Bolo | August 16, 2006, 7:18pm | #
"Yeah, I've always wondered about that too. California (aka Taxifornia) is also supposed to be a statist nightmare for business people, yet its also one of the most powerful and innovative economies on earth- high tech, entertainment, real estate, oil, imports, communications, research- that place has it all. What gives?"
--Postmodern Sleaze
I'd say it's because there is no simple linear relationship between regulations and prosperity. I'm not sure what criteria Forbes used for this list, but it looks like most of the states in the top 10 have the least regulations and taxes on businesses while the bottom 10 probably have the most.
The most successful states are probably somewhere in between, though a host of other factors inevitably must play into it.
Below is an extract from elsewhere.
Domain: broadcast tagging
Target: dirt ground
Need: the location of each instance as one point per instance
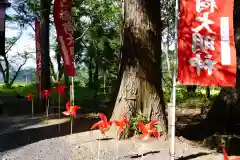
(27, 138)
Remember, regulations and taxes, when used properly, protect people and ensure fair business practices.
My fiancee and I recently moved to Arizona from New York and are amazed at how overly pro-business and anti-consumer-protection the state seems to be (I should stress the "seems," as we've only been here one year). Phoenix, where we live, seems to have been built in a spasm of sprawl with no consideration for community development outside each tract suburb--the city just commanded "build at will!" and we now have a city designed to be inhabitted by cars and not people... especially if you live in the outer areas like Mesa.
In New York, if a company tried to commit fraud against you (a regular occurence for her family), you could call up the Attorney General's office and have things straightened out very, very quickly--this had happened multiple times. I don't think it works that way here, and it's one of the reasons we don't want to stay in the state much longer than we have to. There's no way we'd live our lives here beyond our 20s.
And we would never move to one of the top 10 due to their reputations as well.
happyjuggler0 | August 16, 2006, 10:14pm | #
Some posters here seem to miss the point it is supposed to be about best place for business, not best place for individuals to live. Thus the places that are harder to sue in may not be ideal for those who for some reason need to sue a lot. By the way, that post about getting scammed a lot in NY is
not a good advertisement for NY, regardless of what the poster thinks about the attorney general.
Many of the states listed have all sorts of different qualities of life, to each his own. Nick Gillespie's post made it sound like the town he lived in in Texas was boring as crap, and no doubt it was. But even the cities in Texas are cheap relative to those such as LA, San Francisco, Boston, NYC, etc.
The list also didn't differentiate between types of businesses. Try being in the film industry in the US outside of LA or NYC. Maybe if your name is Robert Rodriguez you can get away with living and working in Austin Texas, most can't. Publishing? NYC. Mutual Funds? You can be several places, but Boston is where most of the talent lives. Country music? Try setting up your label outside of Nashville. Ha. High tech? Silicon Valley, greater Boston, greater Austin or Dallas, Research Triangle NC are mostly where you want to be for any kind of R&D regardless of costs, although I hear there is a top software company in Washington state. Manufacturing your product (as opposed to R&D or other brainy activities) on the other hand all those high cost states suck wind.
If you can hire everyone locally, the quality of life component can be totally scrapped assuming you (CEO) don't have to live there too. If you sell nationwide, or worldwide, it is not clear why growth prospects matter a bit. And so on.
But overall it seems reasonably accurate.